Birth Name: | Rodolfo Pallucchini |
Birth Place: | Milan, Italy |
Birth Date: | November 10, 1908 |
Death Place: | Venice, Italy |
Death Date: | April 8, 1989 |
Occupation: | Art historian officer |
Rodolfo Pallucchini (born November 10, 1908 in Milan, Italy, and died April 8, 1989, in Venice) is an Italian art historian, professor, administrator, curator and patron.

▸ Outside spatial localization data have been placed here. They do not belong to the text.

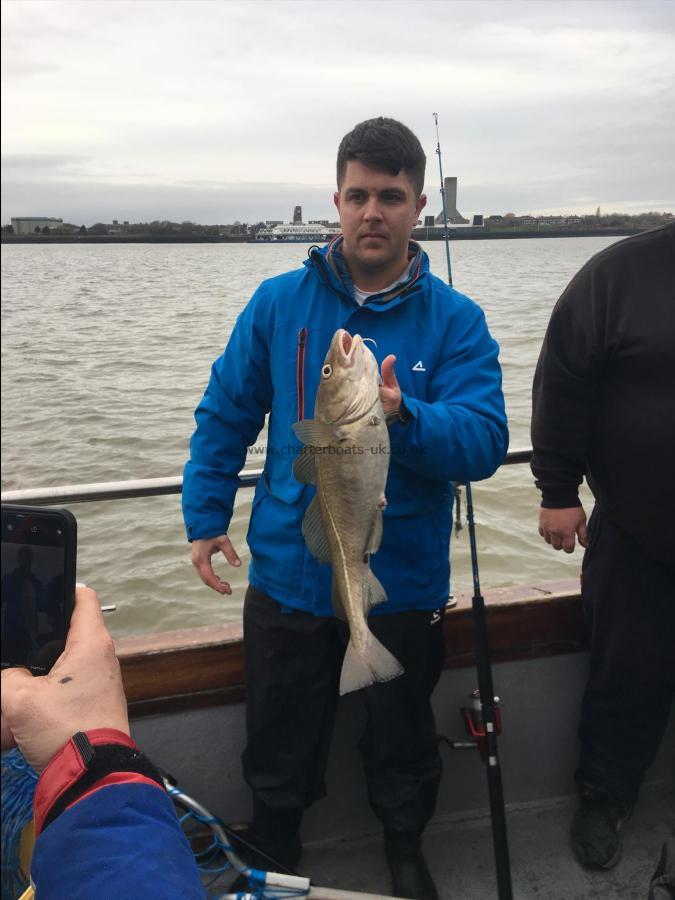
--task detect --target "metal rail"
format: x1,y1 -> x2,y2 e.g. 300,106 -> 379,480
0,449 -> 533,507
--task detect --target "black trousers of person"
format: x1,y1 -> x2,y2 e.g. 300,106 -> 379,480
578,505 -> 675,805
241,584 -> 446,843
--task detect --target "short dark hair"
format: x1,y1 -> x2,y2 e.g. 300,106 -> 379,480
336,117 -> 426,197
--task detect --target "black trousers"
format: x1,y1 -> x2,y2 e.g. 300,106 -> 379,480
241,585 -> 445,837
578,505 -> 675,804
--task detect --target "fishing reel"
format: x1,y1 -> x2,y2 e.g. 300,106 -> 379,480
442,689 -> 503,761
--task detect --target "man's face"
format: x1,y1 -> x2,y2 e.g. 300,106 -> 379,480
334,160 -> 426,283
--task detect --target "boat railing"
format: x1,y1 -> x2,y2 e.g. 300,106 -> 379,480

Pallucchini was the son of an engineer who moved with his family to Venice in 1925.[1] In nearby Padua, Pallucchini followed his university studies, graduating in literature in 1931 under the guidance of Giuseppe Fiocco with a thesis, published three years later, focused on the figure of Giovanni Battista Piazzetta.[2]

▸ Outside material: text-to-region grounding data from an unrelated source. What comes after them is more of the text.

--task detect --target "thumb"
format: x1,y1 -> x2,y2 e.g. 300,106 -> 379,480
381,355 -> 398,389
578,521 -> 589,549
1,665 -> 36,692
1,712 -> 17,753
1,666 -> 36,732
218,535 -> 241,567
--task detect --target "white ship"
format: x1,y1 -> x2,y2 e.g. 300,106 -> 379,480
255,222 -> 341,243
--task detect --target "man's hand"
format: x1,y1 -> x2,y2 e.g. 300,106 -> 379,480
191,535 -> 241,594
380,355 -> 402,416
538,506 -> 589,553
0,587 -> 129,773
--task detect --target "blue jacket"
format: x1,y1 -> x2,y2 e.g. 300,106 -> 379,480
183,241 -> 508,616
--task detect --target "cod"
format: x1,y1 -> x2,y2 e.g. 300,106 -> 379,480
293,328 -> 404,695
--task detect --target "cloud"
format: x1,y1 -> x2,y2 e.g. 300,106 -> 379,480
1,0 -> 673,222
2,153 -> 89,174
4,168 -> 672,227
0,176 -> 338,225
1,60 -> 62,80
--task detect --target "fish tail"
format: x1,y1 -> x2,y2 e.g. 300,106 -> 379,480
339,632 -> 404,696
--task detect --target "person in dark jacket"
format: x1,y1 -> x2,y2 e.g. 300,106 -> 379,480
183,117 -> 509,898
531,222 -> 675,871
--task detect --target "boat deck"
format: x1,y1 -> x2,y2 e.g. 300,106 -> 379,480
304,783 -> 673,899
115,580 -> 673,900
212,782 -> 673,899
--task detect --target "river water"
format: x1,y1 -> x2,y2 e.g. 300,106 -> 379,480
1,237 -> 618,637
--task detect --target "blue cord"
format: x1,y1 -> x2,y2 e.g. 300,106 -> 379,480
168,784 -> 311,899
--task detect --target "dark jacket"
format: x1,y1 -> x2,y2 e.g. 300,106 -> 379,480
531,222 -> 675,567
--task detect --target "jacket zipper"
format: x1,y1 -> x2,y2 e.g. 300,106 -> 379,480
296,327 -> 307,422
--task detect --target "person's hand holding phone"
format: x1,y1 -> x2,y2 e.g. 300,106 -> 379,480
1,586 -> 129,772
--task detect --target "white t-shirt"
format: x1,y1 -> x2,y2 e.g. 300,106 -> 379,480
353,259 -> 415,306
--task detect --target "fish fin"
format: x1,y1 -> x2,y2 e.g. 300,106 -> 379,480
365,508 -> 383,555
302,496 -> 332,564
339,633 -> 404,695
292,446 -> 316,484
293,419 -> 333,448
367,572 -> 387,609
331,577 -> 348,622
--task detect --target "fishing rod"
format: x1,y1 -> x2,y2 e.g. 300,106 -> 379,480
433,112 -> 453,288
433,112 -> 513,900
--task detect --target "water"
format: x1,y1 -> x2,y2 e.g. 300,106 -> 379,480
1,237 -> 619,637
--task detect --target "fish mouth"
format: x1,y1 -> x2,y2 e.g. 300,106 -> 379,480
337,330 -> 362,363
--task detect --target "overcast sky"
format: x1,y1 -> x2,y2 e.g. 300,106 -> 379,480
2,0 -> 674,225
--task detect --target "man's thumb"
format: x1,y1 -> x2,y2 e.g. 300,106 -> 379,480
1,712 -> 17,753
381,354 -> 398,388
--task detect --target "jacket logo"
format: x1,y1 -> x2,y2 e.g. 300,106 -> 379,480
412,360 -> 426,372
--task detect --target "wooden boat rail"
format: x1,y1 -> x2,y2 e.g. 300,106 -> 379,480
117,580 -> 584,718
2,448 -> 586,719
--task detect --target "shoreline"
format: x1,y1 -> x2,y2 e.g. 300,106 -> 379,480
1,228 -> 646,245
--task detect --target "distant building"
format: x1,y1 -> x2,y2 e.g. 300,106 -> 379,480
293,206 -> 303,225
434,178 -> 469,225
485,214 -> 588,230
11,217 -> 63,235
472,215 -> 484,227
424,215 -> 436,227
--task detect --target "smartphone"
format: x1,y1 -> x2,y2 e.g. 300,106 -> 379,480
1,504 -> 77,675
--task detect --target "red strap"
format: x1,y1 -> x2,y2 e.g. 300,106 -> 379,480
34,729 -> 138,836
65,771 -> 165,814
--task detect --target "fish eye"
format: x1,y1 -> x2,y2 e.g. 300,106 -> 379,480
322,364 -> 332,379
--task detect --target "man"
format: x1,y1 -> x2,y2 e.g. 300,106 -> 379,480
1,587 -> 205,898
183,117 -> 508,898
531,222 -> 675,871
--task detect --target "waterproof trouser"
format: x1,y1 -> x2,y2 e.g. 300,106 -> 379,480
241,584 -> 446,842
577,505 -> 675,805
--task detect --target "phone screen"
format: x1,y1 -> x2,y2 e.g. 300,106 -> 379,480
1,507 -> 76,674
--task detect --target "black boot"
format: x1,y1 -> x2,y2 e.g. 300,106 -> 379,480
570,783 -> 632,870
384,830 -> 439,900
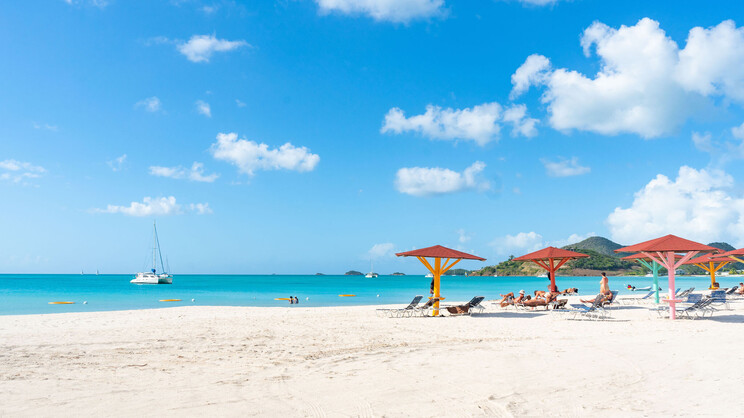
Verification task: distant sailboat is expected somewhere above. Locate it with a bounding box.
[80,269,84,275]
[425,273,433,278]
[96,269,99,276]
[131,221,173,285]
[365,259,378,278]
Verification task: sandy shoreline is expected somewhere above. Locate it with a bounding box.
[1,298,743,417]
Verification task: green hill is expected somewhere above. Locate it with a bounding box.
[562,236,624,257]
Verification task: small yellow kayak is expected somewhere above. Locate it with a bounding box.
[48,301,75,305]
[275,298,292,301]
[339,294,356,297]
[159,299,181,302]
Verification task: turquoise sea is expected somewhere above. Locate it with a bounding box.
[0,274,737,316]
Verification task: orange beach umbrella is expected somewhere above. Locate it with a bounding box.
[396,245,485,317]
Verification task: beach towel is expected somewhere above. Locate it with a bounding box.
[446,305,469,314]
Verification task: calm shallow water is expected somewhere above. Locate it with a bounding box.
[0,273,737,315]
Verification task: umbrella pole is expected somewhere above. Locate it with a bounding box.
[667,252,677,320]
[653,261,660,304]
[433,257,441,317]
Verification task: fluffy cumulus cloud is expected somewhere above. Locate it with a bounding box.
[177,35,248,63]
[211,132,320,176]
[0,159,46,184]
[94,196,211,217]
[149,162,219,183]
[195,100,211,117]
[315,0,445,23]
[541,157,590,177]
[368,243,396,259]
[381,102,537,146]
[607,166,744,245]
[395,161,490,197]
[511,18,744,138]
[491,231,595,256]
[135,96,161,112]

In 1935, Pallucchini was appointed inspector at the Estense Gallery in Modena, and became its director in 1939. His academic career began in 1937, and he later held the chair of History of Medieval and Modern Art in various Italian universities: Bologna, Venice and Padua.[3]
Pallucchini curated the exhibition Five centuries of Venetian painting set up in 1945 at the Procuratie Nuove in Venice, considered a model for subsequent "regional reconnaissance" exhibitions organized throughout Italy. In 1947, Pallucchini founded the magazine Arte Veneta of which he also took over the direction. Pallucchini published numerous studies collected in books and magazines, even after ceasing his academic activity in 1979. Among his colleagues and friends were the art historians Giulio Carlo Argan, Lionello Venturi and Carlo Ludovico Ragghianti. Pallucchini is noted for putting forth and emphasizing of the theory that Giambattista Pittoni studied under Antonio Balestra that has now generally been discounted in the classical arts historical circles.[4]
Pallucchini died on April 8, 1989, in Venice, Italy. His library and personal archive were donated to the University of Udine by his heirs, his daughters Vittoria and Teresa: the library in 1989 and personal archive in 2001. The material is preserved in the Special Collections Section of the university's Humanities Library.[5]